Knowledge-aware Graph Transformer for Pedestrian Trajectory Prediction
Yu Liu, Yuexin Zhang, Kunming Li, Yongliang Qiao, Stewart Worrall, You-Fu Li, He Kong
TL;DR
This paper addresses cross-scene variability in pedestrian trajectory prediction by introducing a knowledge-aware graph transformer that models social interactions and temporal motion via spatial-temporal graphs and multi-head attention. It combines a spatial GNN and a temporal GNN with a time-extrapolator CNN, and trains with a hybrid loss that blends maximum likelihood with maximum mean discrepancy to align distributions across datasets. The approach achieves improved ADE/FDE and reduced prediction-robustness variance on ETH/UCY compared with strong baselines, demonstrating better generalization across scenes. The work advances practical trajectory prediction for autonomous systems by explicitly addressing domain heterogeneity and uncertainty through graph-based, attention-driven modeling.
Abstract
Predicting pedestrian motion trajectories is crucial for path planning and motion control of autonomous vehicles. Accurately forecasting crowd trajectories is challenging due to the uncertain nature of human motions in different environments.
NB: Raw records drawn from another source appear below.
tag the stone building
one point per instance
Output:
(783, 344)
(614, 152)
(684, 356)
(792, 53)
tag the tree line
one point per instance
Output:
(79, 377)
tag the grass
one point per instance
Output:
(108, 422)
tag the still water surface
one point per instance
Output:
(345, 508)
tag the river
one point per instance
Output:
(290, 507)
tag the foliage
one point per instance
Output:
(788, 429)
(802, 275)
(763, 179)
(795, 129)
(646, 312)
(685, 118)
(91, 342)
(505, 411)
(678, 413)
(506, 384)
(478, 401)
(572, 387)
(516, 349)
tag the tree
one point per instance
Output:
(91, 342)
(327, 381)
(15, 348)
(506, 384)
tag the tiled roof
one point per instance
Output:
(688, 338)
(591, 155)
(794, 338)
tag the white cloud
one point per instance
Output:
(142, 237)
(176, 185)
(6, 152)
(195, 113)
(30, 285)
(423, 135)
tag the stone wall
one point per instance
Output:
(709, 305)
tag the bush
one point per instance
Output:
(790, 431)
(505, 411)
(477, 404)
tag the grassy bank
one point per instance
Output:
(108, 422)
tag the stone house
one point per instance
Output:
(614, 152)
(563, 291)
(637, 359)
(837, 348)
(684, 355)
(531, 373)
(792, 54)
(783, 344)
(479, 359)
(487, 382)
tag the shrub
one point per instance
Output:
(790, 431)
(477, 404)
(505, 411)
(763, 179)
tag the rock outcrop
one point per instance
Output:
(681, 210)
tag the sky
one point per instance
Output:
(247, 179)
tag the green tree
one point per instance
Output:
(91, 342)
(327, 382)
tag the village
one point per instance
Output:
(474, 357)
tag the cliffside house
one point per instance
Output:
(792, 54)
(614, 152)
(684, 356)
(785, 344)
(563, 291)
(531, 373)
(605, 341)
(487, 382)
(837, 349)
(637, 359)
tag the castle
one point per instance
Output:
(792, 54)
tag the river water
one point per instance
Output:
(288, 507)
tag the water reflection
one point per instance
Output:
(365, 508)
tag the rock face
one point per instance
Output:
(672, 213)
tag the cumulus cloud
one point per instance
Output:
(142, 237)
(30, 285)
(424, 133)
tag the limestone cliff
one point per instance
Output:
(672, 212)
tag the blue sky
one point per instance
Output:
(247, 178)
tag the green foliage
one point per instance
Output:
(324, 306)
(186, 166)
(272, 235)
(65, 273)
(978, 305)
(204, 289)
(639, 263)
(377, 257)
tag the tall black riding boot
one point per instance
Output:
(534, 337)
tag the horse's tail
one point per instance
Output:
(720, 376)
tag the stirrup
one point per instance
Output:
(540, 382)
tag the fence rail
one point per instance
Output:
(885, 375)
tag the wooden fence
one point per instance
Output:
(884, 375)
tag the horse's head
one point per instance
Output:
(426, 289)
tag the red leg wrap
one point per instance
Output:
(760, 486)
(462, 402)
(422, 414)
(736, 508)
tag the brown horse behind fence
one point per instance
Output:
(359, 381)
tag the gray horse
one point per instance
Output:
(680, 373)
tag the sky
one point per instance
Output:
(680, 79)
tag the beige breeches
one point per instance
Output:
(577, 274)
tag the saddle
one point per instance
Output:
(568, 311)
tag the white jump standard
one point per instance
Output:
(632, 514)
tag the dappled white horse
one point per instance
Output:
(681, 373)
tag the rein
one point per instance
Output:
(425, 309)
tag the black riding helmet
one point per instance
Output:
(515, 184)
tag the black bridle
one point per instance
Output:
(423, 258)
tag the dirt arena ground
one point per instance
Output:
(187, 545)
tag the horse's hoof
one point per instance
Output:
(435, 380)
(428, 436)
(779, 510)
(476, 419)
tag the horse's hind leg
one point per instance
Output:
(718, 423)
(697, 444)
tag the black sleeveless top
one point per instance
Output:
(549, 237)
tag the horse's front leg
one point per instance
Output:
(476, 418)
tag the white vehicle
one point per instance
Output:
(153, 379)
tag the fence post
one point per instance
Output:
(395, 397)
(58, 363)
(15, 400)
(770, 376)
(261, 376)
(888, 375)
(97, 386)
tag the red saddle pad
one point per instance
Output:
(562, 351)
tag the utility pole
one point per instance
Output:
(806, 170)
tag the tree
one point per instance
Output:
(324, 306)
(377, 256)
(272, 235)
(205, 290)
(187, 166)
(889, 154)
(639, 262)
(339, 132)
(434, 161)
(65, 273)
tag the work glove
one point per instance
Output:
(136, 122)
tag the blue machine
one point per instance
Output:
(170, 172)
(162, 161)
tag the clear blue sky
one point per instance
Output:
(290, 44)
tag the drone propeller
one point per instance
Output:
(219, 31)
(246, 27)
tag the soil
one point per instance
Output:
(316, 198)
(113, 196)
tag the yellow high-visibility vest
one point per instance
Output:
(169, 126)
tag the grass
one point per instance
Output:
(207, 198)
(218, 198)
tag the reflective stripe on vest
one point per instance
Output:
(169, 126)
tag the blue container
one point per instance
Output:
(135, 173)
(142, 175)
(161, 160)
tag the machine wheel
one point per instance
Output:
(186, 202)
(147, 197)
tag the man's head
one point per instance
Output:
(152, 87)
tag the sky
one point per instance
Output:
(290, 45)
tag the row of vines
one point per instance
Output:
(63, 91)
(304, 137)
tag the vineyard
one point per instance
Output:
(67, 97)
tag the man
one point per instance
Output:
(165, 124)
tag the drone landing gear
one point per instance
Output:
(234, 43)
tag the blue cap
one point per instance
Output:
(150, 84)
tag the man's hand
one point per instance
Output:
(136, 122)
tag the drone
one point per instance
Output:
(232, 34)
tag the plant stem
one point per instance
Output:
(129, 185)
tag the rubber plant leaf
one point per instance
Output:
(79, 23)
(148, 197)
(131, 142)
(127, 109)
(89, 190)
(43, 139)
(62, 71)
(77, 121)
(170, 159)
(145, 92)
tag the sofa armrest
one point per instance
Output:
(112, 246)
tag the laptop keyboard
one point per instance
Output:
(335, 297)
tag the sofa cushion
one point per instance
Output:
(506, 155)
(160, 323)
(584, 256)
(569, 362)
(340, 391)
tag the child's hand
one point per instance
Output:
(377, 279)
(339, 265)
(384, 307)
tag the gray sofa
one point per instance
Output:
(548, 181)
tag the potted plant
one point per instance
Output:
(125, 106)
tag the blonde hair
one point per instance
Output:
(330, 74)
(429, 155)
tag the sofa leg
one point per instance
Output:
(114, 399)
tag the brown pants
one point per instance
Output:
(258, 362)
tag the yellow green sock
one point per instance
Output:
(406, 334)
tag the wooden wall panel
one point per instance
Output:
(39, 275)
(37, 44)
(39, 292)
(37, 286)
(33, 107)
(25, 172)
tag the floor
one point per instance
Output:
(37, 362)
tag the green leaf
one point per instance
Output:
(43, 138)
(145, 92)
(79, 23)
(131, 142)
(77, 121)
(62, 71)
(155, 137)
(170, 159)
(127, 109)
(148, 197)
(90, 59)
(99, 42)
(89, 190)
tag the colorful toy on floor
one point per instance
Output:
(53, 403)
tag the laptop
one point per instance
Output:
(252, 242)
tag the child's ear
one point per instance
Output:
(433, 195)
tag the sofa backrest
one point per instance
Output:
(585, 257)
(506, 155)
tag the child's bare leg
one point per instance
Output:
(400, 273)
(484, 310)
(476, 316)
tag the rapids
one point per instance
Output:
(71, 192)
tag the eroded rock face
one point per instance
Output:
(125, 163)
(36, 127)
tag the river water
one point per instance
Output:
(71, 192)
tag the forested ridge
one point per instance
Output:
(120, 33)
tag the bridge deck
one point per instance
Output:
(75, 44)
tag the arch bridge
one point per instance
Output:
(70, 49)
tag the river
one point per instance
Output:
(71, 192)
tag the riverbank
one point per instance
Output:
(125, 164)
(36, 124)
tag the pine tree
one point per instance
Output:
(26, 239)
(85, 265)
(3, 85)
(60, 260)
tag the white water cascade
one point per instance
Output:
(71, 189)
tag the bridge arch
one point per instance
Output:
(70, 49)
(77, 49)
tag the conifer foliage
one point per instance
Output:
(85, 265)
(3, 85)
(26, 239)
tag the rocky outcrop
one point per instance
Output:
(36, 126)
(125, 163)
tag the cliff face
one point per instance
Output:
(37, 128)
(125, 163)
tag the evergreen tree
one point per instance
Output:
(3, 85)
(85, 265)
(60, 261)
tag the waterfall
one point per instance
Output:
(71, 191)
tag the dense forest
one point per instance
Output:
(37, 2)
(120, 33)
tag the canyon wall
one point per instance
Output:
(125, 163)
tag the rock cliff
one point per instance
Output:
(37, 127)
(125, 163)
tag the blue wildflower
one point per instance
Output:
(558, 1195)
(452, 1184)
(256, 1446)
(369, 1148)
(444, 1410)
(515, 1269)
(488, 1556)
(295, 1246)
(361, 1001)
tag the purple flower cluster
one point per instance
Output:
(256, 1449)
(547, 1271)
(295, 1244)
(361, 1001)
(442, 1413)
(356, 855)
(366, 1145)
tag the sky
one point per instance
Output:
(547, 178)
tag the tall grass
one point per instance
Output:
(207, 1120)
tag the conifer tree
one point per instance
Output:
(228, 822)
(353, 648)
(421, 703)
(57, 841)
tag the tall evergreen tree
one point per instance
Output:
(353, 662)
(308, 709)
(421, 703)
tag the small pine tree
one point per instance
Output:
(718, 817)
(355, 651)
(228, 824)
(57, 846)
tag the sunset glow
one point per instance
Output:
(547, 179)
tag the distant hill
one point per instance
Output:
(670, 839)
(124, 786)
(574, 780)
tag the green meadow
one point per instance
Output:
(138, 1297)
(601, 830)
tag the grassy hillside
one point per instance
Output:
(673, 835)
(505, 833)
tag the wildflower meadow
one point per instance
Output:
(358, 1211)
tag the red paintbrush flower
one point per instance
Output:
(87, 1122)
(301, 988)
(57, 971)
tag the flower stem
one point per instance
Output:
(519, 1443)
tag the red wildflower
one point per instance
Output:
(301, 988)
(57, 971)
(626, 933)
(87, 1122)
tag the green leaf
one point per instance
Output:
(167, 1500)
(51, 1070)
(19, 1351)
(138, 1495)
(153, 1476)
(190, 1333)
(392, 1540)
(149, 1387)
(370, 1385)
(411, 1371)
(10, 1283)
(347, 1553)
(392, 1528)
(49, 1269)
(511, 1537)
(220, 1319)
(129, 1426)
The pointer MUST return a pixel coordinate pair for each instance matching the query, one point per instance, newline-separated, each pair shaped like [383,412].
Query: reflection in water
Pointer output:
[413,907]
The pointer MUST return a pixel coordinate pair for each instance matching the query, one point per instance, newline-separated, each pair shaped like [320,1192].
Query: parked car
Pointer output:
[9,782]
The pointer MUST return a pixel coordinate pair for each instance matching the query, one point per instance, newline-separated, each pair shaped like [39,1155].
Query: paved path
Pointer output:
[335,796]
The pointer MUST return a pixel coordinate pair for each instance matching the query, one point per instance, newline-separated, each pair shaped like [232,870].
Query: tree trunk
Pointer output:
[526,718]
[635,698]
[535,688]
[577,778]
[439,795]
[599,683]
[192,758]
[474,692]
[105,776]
For training, recent deep learning-based prediction approaches mainly utilize information like trajectory history and interactions between pedestrians, among others. This can limit the prediction performance across various scenarios since the discrepancies between training datasets have not been properly incorporated. To overcome this limitation, this paper proposes a graph transformer structure to improve prediction performance, capturing the differences between the various sites and scenarios contained in the datasets. In particular, a self-attention mechanism and a domain adaption module have been designed to improve the generalization ability of the model. Moreover, an additional metric considering cross-dataset sequences is introduced for training and performance evaluation purposes. The proposed framework is validated and compared against existing methods using popular public datasets, i.e., ETH and UCY. Experimental results demonstrate the improved performance of our proposed scheme.